# Lifestyles & Discussion > Freedom Living >  Canneries

## tangent4ronpaul

There is a limited list of Community Canneries here:

http://www.pickyourown.org/canneries.htm

and here's a list of canneries in VA:

http://www.fst.vt.edu/extension/valu.../commcan1.html

These don't list LDS canneries that can often be used if you ask - even if you aren't  a Mormon.

Does anyone know of other sites that list canneries?

-t

----------


## Dieseler

> There is a limited list of Community Canneries here:
> 
> http://www.pickyourown.org/canneries.htm
> 
> and here's a list of canneries in VA:
> 
> http://www.fst.vt.edu/extension/valu.../commcan1.html
> 
> These don't list LDS canneries that can often be used if you ask - even if you aren't  a Mormon.
> ...


Thats a great site all around!
Once again Thanks tangent.

----------


## tmosley

None in Texas

----------


## Sandra

Can't you can at home?

----------


## tmosley

> Can't you can at home?


I can, but I need glass jars and such, and tend to lose some.  Industrial style canneries would use cheaper materials, so I could get a lot more done.

Last year I lost about 1/4 of my food due to broken jars and bad seals.  I had access to about 20 times as much as I processed, possibly a lot more if the results were positive.

----------


## Sandra

I've been dehydrating. The hurricane busted all of our jars. I'm a fig freak and now they're all gone. I hate dehydrated figs though.

----------


## Athan

> I can, but I need glass jars and such, and tend to lose some.  Industrial style canneries would use cheaper materials, so I could get a lot more done.
> 
> Last year I lost about 1/4 of my food due to broken jars and bad seals.  I had access to about 20 times as much as I processed, possibly a lot more if the results were positive.
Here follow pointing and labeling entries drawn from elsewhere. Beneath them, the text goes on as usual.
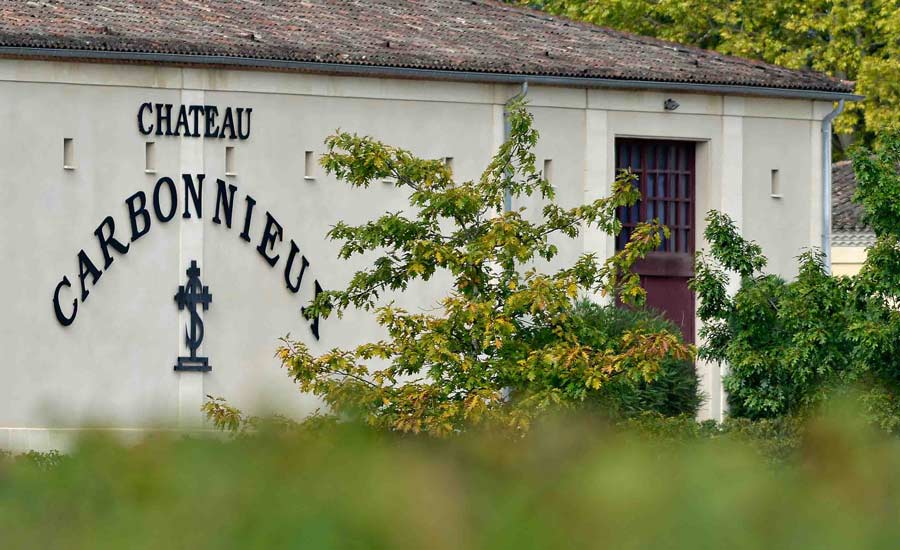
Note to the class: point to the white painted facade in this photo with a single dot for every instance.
(113, 366)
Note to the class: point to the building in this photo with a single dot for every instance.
(850, 235)
(168, 148)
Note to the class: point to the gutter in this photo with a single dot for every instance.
(408, 72)
(826, 182)
(507, 131)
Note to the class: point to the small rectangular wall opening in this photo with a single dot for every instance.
(309, 166)
(230, 169)
(68, 154)
(548, 170)
(775, 190)
(150, 157)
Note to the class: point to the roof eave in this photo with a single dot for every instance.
(428, 74)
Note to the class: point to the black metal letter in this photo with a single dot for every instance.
(193, 194)
(245, 234)
(228, 123)
(304, 263)
(195, 110)
(60, 316)
(157, 208)
(134, 213)
(241, 133)
(226, 201)
(268, 241)
(182, 122)
(160, 117)
(143, 129)
(86, 267)
(211, 112)
(109, 240)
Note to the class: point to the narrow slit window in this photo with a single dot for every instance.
(229, 162)
(548, 170)
(150, 157)
(68, 154)
(776, 184)
(309, 170)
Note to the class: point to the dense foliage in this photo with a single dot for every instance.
(850, 39)
(788, 345)
(569, 484)
(674, 391)
(501, 345)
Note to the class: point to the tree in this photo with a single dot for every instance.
(792, 344)
(848, 39)
(502, 345)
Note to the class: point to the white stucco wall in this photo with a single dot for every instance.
(114, 363)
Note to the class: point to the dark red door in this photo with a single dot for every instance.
(665, 171)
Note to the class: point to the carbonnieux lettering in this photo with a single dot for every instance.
(167, 119)
(145, 210)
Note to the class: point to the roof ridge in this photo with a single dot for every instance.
(651, 40)
(468, 36)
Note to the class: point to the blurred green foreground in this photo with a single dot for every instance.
(572, 483)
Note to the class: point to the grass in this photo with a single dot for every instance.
(573, 483)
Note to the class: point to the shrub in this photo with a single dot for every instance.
(675, 389)
(790, 345)
(571, 483)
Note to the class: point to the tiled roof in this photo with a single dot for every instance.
(846, 215)
(483, 36)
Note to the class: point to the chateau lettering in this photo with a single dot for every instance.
(164, 119)
(164, 205)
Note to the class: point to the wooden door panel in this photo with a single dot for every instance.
(665, 177)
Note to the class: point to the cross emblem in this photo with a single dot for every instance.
(189, 296)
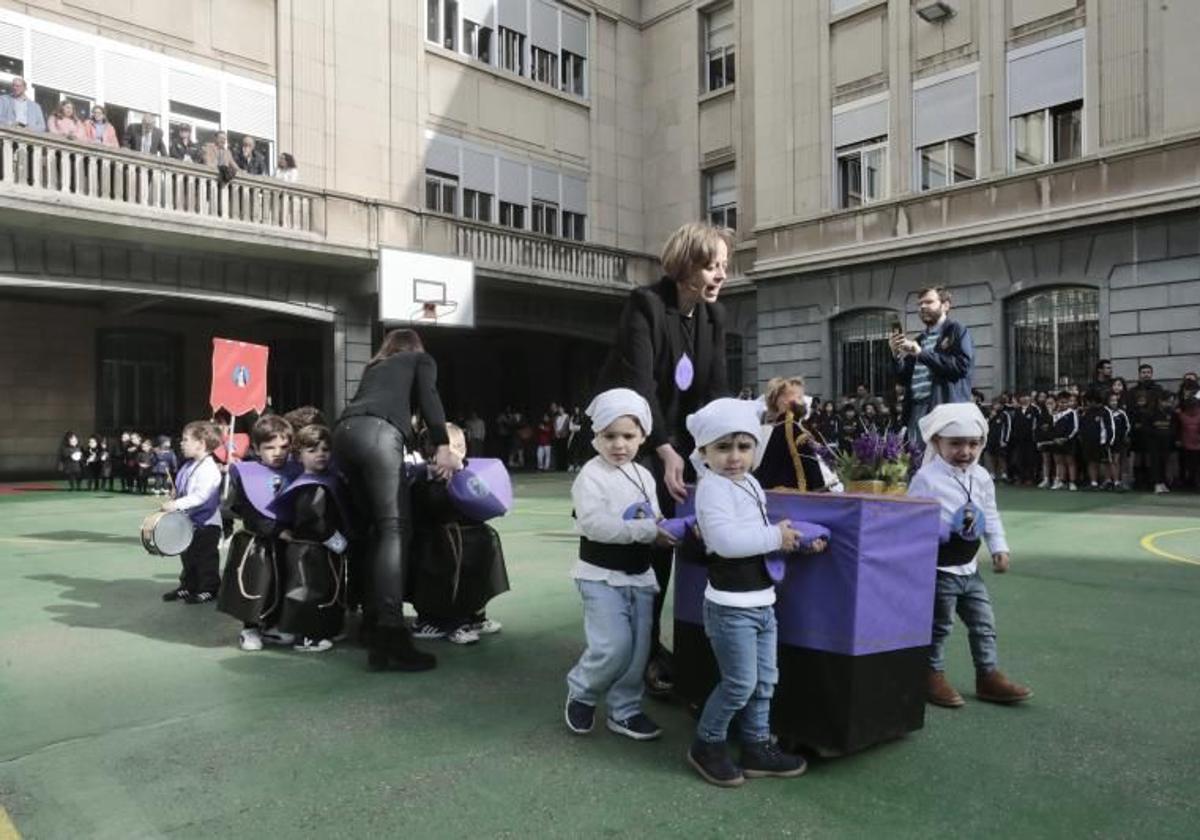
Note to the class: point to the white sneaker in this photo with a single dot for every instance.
(462, 635)
(486, 628)
(429, 631)
(312, 645)
(250, 640)
(276, 636)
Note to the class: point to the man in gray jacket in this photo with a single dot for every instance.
(21, 112)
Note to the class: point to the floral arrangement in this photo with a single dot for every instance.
(875, 457)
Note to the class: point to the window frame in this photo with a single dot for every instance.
(726, 55)
(951, 168)
(859, 150)
(444, 181)
(1049, 136)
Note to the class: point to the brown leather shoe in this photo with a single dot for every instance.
(941, 693)
(996, 688)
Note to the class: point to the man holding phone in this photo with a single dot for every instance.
(936, 366)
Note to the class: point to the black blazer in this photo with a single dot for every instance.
(648, 346)
(393, 387)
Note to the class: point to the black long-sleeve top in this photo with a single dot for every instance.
(652, 336)
(391, 387)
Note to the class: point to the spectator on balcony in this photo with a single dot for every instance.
(286, 168)
(99, 130)
(145, 137)
(18, 111)
(181, 147)
(249, 159)
(64, 123)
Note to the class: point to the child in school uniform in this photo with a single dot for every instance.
(198, 495)
(71, 461)
(951, 474)
(250, 583)
(1066, 439)
(739, 617)
(616, 514)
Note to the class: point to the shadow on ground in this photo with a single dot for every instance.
(135, 605)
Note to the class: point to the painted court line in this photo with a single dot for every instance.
(1149, 540)
(7, 831)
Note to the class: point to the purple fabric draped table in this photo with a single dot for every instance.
(855, 621)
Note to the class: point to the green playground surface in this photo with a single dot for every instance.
(124, 717)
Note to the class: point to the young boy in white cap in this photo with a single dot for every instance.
(739, 617)
(617, 515)
(954, 436)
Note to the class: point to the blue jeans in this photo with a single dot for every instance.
(743, 641)
(967, 595)
(617, 624)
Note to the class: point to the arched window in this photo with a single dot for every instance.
(1054, 337)
(862, 355)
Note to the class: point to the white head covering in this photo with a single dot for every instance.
(720, 418)
(619, 402)
(953, 420)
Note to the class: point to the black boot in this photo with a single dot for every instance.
(393, 649)
(713, 762)
(766, 759)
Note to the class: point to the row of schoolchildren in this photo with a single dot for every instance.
(139, 465)
(1098, 442)
(289, 574)
(619, 520)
1. Get a glass jar and tin lid.

2. Can your $#@!.

3. Put to heat till $#@!ing hot.

4. Screw on lid (With mittens silly)

5. Freeze that son of a bitch.

The hot/cold temperatures will create a vacuum for you.

----------


## tmosley

It had bad seals because some of the food boiled over and left veg material running across the seal.  You don't have to freeze it.  In fact, if you froze it, you could burst your jars due to water ice expansion.

----------